Re: g_str_hash




Karl Nelson <kenelson@ece.ucdavis.edu> writes:

> > 
> > Hi,
> > 
> > g_str_hash is really slow. The Tcl string hash function is twice as
> > fast, literally. Here's a test program, and it also shows you the Tcl
> > function.
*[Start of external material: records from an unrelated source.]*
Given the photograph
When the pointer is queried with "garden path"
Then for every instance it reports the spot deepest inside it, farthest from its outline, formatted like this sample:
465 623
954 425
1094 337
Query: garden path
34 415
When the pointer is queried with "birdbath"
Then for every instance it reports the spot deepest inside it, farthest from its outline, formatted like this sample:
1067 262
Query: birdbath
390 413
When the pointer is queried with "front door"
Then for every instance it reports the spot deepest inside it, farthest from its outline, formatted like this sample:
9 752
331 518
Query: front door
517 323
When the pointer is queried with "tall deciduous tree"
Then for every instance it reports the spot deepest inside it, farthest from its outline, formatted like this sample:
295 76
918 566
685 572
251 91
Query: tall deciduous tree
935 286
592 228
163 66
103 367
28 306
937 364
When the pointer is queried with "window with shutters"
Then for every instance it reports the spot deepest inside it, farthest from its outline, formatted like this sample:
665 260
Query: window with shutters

Any objections to the Tcl version?
> 
> Instead of switching how about just optimizing the one we have a
> bit?
> 
> guint
> copy_of_g_str_hash (gconstpointer v)
> {
>   const char *s = (char*)v;
>   const char *p;
>   guint h=0, g;
> 
>   for(p = s; *p != '\0'; p += 1) {
>     h = ( h << 4 ) + *p;
>     if ( ( g = h & 0xf0000000 ) ) {
>       h = h ^ (g >> 24);
>       h = h ^ g;
>     }
>   }
> 
>   return h /* % M */;
> }
> 
> =>
> 
> guint
> copy_of_g_str_hash (gconstpointer v)
> {
>   const char *s = (char*)v;
>   const char *p;
>   guint32 h=0;
> 
>   for(p = s; *p != '\0' && !(h&0xf0000000); p += 1) {
>     h = ( h << 4 ) + *p;
>   }
>   for(; *p != '\0'; p += 1) {
>     h = h ^ ((h >> 24)&0xf0);
>     h = ( h << 4 ) + *p;
>   }
> 
>   return h /* % M */;  
> }
> 
> This is the exact same hash except operations have been moved to
> enhance speed.  The difference being the new one keeps the upper bits 
> and thus has less collisions and operates somewhere between the TCL and 
> GLib on.  

I suspect the appeal of the ASU one is solely that it is nice and
easily analyzable. I won't believe that it creates less collisions
until somebody shows me a set of (plausible) strings where that is the case.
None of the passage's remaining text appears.